Easter as Spring Celebration

Eggs hidden on windowsills or in the grass. Baskets filled with chocolate bunnies and jelly beans. Pots of tulips, daffodils, and lilies. Baby bunnies and tiny chicks. New clothes in pretty pastels. In the cultural celebration of Easter, these things mark the start of spring and its new beginnings.

While we make new year’s resolutions in January, there’s just something about warmer temperatures and newly budding plants that encourages thoughts of starting over. Everything seems fresh and bursting with possibilities. As children enjoy Easter rites of spring, help them explore their own new beginnings with one or more of these activities.

Flower power. Many spring blooms come from bulbs planted in the fall. Buried in the dirt over the winter, they ‘wake up’ and send shoots toward the warmth of the spring sun. Invite children to pretend to be bulbs curled up underground. Ask: How does it feel to be buried deep in the ground? Shine a flashlight or lamp on each ‘bulb’ and encourage kids to slowly sit up and stretch their arms upward like a flower. Ask: What kind of flower are you? How do you feel now that you are blooming in the sun?

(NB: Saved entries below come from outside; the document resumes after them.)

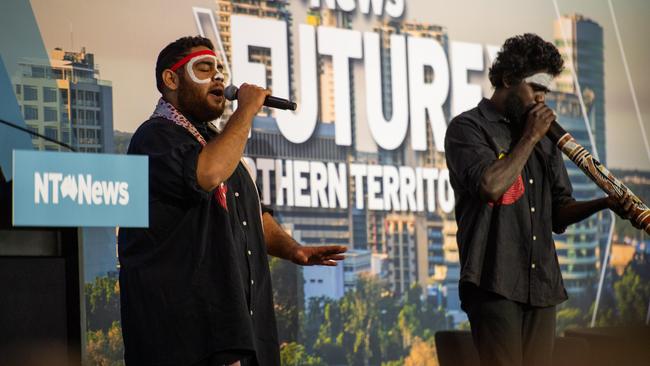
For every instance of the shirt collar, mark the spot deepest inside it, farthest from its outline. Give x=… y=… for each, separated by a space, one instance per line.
x=489 y=111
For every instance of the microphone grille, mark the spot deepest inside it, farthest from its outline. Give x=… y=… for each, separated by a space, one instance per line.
x=230 y=92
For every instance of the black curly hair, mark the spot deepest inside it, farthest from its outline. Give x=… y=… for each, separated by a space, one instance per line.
x=523 y=55
x=175 y=51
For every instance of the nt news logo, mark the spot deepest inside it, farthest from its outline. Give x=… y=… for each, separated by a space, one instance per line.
x=53 y=188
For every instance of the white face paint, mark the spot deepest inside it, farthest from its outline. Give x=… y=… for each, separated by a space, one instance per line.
x=206 y=71
x=541 y=78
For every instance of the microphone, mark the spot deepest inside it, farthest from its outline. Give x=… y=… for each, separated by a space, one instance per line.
x=274 y=102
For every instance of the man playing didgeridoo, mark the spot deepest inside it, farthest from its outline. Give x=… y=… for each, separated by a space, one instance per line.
x=512 y=192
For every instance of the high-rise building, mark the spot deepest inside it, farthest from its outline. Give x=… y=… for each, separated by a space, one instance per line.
x=584 y=49
x=580 y=41
x=318 y=226
x=401 y=251
x=578 y=247
x=261 y=9
x=431 y=265
x=64 y=98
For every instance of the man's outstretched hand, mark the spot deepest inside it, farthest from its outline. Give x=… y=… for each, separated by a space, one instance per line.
x=327 y=255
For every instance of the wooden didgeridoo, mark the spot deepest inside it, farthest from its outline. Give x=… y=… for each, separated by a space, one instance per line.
x=598 y=173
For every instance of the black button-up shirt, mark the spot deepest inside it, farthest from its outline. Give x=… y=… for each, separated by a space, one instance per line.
x=196 y=283
x=507 y=247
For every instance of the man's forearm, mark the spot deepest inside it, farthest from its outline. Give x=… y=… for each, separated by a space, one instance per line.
x=578 y=211
x=220 y=157
x=278 y=242
x=499 y=176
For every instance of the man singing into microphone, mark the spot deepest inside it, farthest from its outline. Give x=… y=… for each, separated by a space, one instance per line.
x=512 y=191
x=195 y=286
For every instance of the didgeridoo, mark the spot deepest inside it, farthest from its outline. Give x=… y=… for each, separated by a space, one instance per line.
x=598 y=173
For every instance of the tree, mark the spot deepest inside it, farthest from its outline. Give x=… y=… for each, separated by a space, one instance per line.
x=632 y=296
x=423 y=353
x=294 y=354
x=106 y=348
x=287 y=298
x=567 y=318
x=102 y=303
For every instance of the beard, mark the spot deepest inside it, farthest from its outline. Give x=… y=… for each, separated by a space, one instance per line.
x=514 y=109
x=194 y=104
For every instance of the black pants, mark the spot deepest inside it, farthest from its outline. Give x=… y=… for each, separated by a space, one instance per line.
x=227 y=358
x=508 y=333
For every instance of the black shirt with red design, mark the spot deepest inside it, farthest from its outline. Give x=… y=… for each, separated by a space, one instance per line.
x=507 y=246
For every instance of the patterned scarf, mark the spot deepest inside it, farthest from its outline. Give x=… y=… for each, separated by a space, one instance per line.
x=165 y=110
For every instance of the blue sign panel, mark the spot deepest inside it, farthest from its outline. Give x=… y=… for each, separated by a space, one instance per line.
x=76 y=189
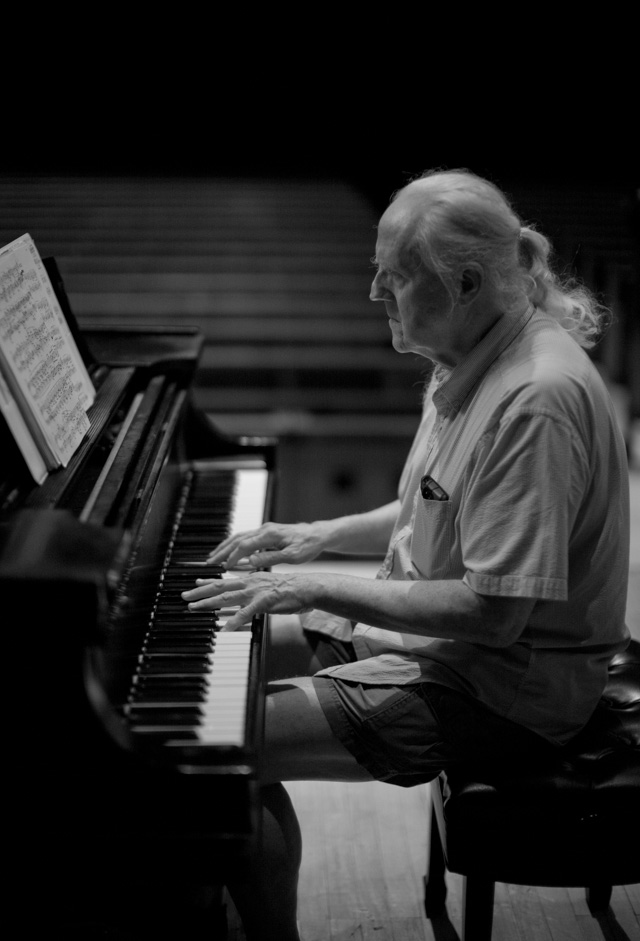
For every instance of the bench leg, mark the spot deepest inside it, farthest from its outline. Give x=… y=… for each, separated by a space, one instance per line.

Egg-celent ideas. Egg hunts are an Easter staple, combining the thrill of a game with a symbol of fertility and new birth. Once children have found all the candy-filled eggs, reuse the plastic shells for a game of new ideas. Brainstorm several things that children want to try or explore this spring, such as learning yoga, being kind to a grumpy neighbor, turning complaints into positive action, or self-affirmations when discouraged. Write your ideas on slips of paper, seal them inside the plastic eggs, and place the eggs in a basket. Then take turns picking an egg and try it out that idea for a week or a month.

Sense-sational baby animals. Few things rival the cuteness of tiny creatures, from newly hatched chicks to lambs and calves just learning to stand on their own legs. Invite children to imagine that they are a baby animal exploring the world for the first time. Ask: What do you see? Hear? Smell? Taste? Feel? What excites you? What scares you? What’s the first thing you want to do? How do you recharge when you get tired?

Hats for humanity. Some towns hold Easter parades where families dress up in new spring clothes and walk together in the sunshine. Participants may even create fancy hats with flowers and streamers that flutter in the breeze. Invite children to create a hat that shows support for an issue they care about, such as slowing climate change, ending racism, affirming diverse gender identities, or protecting endangered species. Write messages on artificial flower petals and colored ribbons, then attach them to a wide-brimmed straw or canvas hat and parade away!

Clothes parade. The change of seasons is also a great time to cull through old clothes and donate gently worn items that no longer fit. Have some fun with this process by encouraging children to lay their outgrown clothes out as if they are parading across the floor. Arrange pant legs and shirt arms as if walking or jumping. Add heads drawn on paper with various expressions. Then march all your donatable items into bags and take them to your local clothes closet.